Film critic Roger Ebert is spitting mad at a “retelling” of The Great Gatsby that scrubs away the novel’s poetry and lyricism to produce a simplified version for “intermediate level” readers. Here’s the conclusion of F. Scott’s Fitzgerald’s novel:
“Most of the big shore places were closed now and there were hardly any lights except the shadowy, moving glow of a ferryboat across the Sound. And as the moon rose higher the inessential houses began to melt away until gradually I became aware of the old island here that flowered once for Dutch sailors’ eyes–a fresh, green breast of the new world. Its vanished trees, the trees that had made way for Gatsby’s house, had once pandered in whispers to the last and greatest of all human dreams; for a transitory enchanted moment man must have held his breath in the presence of this continent, compelled into an æsthetic contemplation he neither understood nor desired, face to face for the last time in history with something commensurate to his capacity for wonder.
“And as I sat there, brooding on the old unknown world, I thought of Gatsby’s wonder when he first picked out the green light at the end of Daisy’s dock. He had come a long way to this blue lawn and his dream must have seemed so close that he could hardly fail to grasp it. He did not know that it was already behind him, somewhere back in that vast obscurity beyond the city, where the dark fields of the republic rolled on under the night.
“Gatsby believed in the green light, the orgastic future that year by year recedes before us. It eluded us then, but that’s no matter–tomorrow we will run faster, stretch out our arms farther. . . . And one fine morning—-
So we beat on, boats against the current, borne back ceaselessly into the past.
And here, per Ebert, is what students encounter in a “retold” version published by Macmillan:
“Gatsby had believed in his dream. He had followed it and nearly made it come true.
“Everybody has a dream. And, like Gatsby, we must all follow our dream wherever it takes us.
“Some unpleasant people became part of Gatsby’s dream. But he cannot be blamed for that. Gatsby was a success, in the end, wasn’t he?”
This is wince-worthy stuff, and Ebert is justified in his full-throated denunciation. “There is no purpose in “reading” The Great Gatsby unless you actually read it,” he writes.
“Fitzgerald’s novel is not about a story. It is about how the story is told. Its poetry, its message, its evocation of Gatsby’s lost American dream, is expressed in Fitzgerald’s style–in the precise words he chose to write what some consider the great American novel. Unless you have read them, you have not read the book at all. You have been imprisoned in an educational system that cheats and insults you by inflicting a barbaric dumbing-down process. You are left with the impression of having read a book, and may never feel you need return for a closer look.”

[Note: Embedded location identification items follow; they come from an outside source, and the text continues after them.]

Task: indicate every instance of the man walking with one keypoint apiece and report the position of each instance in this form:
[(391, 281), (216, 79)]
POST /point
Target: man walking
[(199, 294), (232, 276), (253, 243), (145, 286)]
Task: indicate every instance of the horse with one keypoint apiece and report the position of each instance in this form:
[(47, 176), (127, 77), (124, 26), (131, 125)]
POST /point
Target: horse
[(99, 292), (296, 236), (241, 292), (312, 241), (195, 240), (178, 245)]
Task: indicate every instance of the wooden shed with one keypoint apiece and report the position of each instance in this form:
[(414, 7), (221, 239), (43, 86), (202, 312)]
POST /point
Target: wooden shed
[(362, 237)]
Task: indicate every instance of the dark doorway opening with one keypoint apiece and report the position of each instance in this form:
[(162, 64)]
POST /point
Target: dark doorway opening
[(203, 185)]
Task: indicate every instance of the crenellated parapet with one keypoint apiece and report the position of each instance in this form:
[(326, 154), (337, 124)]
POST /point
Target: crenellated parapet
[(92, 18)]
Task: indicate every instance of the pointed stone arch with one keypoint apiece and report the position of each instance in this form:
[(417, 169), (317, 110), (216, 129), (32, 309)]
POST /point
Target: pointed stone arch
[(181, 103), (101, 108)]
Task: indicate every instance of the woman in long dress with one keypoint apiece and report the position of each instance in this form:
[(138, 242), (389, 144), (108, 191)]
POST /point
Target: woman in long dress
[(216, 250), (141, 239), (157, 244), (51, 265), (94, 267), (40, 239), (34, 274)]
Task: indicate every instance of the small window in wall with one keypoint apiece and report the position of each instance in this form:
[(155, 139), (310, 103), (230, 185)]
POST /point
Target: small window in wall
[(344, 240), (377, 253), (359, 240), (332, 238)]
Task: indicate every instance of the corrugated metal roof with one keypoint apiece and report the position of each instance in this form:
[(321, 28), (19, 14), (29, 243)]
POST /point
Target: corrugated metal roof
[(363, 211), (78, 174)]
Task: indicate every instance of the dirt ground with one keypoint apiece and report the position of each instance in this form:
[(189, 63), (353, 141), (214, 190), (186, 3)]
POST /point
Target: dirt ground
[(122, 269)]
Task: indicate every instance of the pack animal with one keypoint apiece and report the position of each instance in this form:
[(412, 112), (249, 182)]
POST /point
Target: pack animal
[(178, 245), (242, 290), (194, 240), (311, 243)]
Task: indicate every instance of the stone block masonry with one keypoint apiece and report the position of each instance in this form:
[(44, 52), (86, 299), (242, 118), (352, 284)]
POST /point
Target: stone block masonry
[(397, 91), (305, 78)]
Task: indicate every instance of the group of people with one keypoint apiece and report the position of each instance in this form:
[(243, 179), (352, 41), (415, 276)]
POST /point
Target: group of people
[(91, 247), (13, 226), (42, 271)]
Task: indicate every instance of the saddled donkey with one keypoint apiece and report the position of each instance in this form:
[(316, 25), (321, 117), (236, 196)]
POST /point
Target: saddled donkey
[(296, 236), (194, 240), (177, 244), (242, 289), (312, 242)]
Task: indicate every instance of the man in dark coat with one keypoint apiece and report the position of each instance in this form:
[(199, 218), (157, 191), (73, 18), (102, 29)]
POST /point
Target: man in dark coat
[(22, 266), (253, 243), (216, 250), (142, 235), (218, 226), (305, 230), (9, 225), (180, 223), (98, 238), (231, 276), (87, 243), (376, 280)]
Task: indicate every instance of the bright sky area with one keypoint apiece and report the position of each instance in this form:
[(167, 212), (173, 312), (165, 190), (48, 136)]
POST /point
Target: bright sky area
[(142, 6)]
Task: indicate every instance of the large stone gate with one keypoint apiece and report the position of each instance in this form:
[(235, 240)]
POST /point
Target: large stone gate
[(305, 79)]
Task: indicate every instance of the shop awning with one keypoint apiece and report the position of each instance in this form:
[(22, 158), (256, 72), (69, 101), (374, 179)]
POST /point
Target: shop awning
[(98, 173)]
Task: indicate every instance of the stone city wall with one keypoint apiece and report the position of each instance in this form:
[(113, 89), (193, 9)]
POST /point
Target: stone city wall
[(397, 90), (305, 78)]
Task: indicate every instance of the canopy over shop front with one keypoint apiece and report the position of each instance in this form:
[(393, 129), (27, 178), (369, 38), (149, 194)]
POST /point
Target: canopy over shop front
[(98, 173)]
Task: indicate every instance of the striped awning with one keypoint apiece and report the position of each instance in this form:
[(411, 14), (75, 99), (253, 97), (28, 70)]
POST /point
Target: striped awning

Over at Flypaper, Fordham’s Kathleen Porter-Magee seconds Ebert’s take, but observes that giving students ”bastardized translations” in place of the original is “common practice in far too many classrooms.” Particularly, she notes, ”in places where standards and curricula are focused more on teaching abstract reading ‘skills’ than on ensuring that all students read and understand rich literature.” But Porter-Magee holds out hope that the advent of Common Core State Standards should make classrooms less safe for ham-handed abridgements of literature. The new standards, she says, require us to “refocus our time and attention on the importance of reading sufficiently complex texts and using evidence from those texts to guide discussion, writing, activities, etc.”
“To my eye, that is among the most significant take-aways from David Coleman’s and Sue Pimentel’s publishers’ criteria. That we need to stop feeding our struggling readers dumbed-down versions of complex texts. That we need to stop focusing on empty skills like making “text to self” or “text to world” connections. And we need to stop organizing our curricula around broad and empty themes that may only be tangentially related to the texts students are reading.
“That is to say: we need to refocus literature class on actually reading literature.”
I hope Porter-Magee is right. But I’m certain Ebert is, even though saying so puts me in an awkward position. It was just a few months ago that I opined in this space in favor of a sanitized version of Huckleberry Finn that changed 200 uses of the racial epithet “nigger” to slave, and “injun” to Indian. If softening the language for modern ears means a foundational book, commonly banned, will now be taught and embraced again then (I said at the time) that seems not too high a price to pay Now I’m no longer so sure. I still see much value in educated people reading deeply some great works of literature while being at least familiar with the characters, plots and themes of many more. But Ebert’s denunciation is powerful and persuasive.
“You can’t become literate by being taught illiteracy,” he writes, ”and you can’t read The Great Gatsby without reading it.”